Sería irresponsable dar a los militares carta blanca para oponerse a su comandante en jefe;
pero, como demuestran estos cuatro casos recientes en América Latina, los oficiales militares
deben estar preparados para tratar con líderes civiles con tan peligrosa falta de
profesionalismo. Los oficiales pueden disentir en casos extremos, en los que se vea amenazada
la profesionalidad militar y la vida de sus conciudadanos, sin que ello socave la supremacía civil
ni les granjee mayor poder político. Cuando la propia democracia está en juego, no pueden
callar. De hecho, su silencio da la apariencia de complicidad; aunque sin duda se trata de una
decisión difícil y poco envidiable que debe tomarse con extrema precaución y moderación.
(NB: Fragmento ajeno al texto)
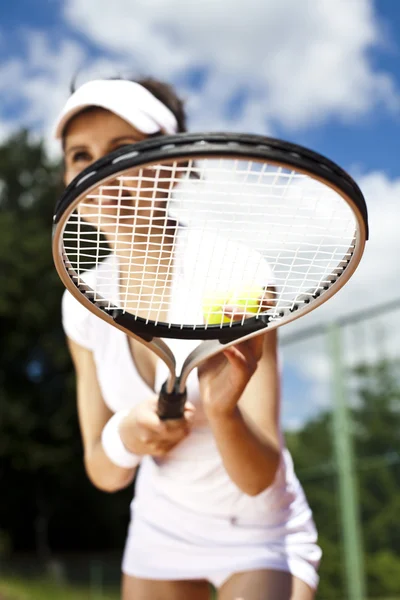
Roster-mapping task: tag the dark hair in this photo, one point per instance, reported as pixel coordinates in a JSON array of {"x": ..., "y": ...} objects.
[{"x": 163, "y": 92}]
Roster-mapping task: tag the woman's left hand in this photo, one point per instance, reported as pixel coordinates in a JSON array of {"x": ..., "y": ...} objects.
[{"x": 223, "y": 377}]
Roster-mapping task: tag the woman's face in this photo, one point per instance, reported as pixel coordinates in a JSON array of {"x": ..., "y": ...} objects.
[{"x": 93, "y": 134}]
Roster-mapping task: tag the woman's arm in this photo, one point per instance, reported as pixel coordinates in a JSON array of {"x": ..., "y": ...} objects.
[
  {"x": 241, "y": 394},
  {"x": 93, "y": 416},
  {"x": 141, "y": 431}
]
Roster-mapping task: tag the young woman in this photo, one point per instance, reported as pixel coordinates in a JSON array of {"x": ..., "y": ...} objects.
[{"x": 217, "y": 500}]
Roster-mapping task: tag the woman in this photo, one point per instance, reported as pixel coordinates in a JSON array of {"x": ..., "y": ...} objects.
[{"x": 216, "y": 500}]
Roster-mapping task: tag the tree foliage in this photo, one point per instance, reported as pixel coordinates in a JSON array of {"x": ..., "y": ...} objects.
[
  {"x": 46, "y": 499},
  {"x": 375, "y": 423}
]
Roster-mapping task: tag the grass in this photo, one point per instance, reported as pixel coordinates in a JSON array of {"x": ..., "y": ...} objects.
[{"x": 44, "y": 589}]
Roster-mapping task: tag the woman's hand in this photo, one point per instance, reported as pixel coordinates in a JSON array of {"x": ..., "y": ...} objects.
[
  {"x": 224, "y": 377},
  {"x": 142, "y": 431}
]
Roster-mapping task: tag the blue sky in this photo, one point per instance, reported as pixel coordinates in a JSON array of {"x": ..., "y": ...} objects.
[{"x": 325, "y": 75}]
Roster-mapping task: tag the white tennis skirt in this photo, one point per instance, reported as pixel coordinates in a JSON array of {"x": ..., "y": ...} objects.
[{"x": 172, "y": 543}]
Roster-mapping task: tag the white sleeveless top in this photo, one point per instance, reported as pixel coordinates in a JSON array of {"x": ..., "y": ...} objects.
[{"x": 192, "y": 475}]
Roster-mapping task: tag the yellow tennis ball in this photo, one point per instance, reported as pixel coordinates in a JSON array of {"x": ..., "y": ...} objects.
[
  {"x": 246, "y": 300},
  {"x": 213, "y": 309}
]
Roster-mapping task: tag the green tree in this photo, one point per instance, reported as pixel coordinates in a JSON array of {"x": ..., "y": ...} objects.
[
  {"x": 375, "y": 427},
  {"x": 46, "y": 499}
]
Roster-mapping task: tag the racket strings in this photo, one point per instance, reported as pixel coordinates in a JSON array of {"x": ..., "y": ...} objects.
[{"x": 164, "y": 246}]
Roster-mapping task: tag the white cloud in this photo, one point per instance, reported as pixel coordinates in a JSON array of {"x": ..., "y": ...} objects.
[
  {"x": 301, "y": 62},
  {"x": 296, "y": 64},
  {"x": 375, "y": 282}
]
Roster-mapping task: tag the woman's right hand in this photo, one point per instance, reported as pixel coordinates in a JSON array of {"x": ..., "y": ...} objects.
[{"x": 143, "y": 432}]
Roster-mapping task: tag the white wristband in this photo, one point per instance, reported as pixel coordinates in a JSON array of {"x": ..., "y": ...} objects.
[{"x": 113, "y": 445}]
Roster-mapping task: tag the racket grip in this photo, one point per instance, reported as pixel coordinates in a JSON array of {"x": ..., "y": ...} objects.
[{"x": 171, "y": 405}]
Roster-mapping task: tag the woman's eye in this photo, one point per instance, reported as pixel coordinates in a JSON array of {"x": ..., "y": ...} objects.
[{"x": 80, "y": 156}]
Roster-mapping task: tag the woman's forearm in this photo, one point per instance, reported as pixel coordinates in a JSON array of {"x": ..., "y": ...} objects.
[
  {"x": 104, "y": 474},
  {"x": 250, "y": 460}
]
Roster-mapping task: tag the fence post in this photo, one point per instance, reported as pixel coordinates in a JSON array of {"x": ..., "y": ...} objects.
[{"x": 347, "y": 479}]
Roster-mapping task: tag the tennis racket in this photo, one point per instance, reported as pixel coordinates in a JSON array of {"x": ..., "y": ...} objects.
[{"x": 213, "y": 237}]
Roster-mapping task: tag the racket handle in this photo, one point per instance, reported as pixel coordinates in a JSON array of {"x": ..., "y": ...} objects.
[{"x": 171, "y": 405}]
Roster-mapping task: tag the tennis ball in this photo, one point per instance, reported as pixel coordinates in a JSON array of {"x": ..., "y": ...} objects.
[{"x": 246, "y": 300}]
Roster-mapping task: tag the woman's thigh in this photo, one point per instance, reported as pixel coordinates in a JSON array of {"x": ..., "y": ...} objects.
[
  {"x": 135, "y": 588},
  {"x": 265, "y": 584}
]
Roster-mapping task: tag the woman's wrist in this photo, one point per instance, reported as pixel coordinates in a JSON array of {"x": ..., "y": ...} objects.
[{"x": 113, "y": 445}]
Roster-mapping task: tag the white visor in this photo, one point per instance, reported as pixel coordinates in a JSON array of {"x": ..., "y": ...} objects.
[{"x": 127, "y": 99}]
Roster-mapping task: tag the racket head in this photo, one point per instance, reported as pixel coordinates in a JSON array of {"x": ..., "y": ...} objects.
[{"x": 265, "y": 231}]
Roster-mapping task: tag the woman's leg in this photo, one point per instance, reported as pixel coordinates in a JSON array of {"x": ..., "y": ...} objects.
[
  {"x": 265, "y": 584},
  {"x": 135, "y": 588}
]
David Pion-Berlin es profesor de ciencias políticas en la Universidad de California, Riverside, y es
un latinoamericanista ampliamente conocido por sus investigaciones y escritos sobre las
relaciones cívico-militares. Entre sus libros más recientes se encuentra Soldiers, Politicians, and
Civilians: Reforming Civil-Military Relations in Democratic Latin America (en coautoría con
Rafael Martínez) (Nueva York: Cambridge University Press, 2017).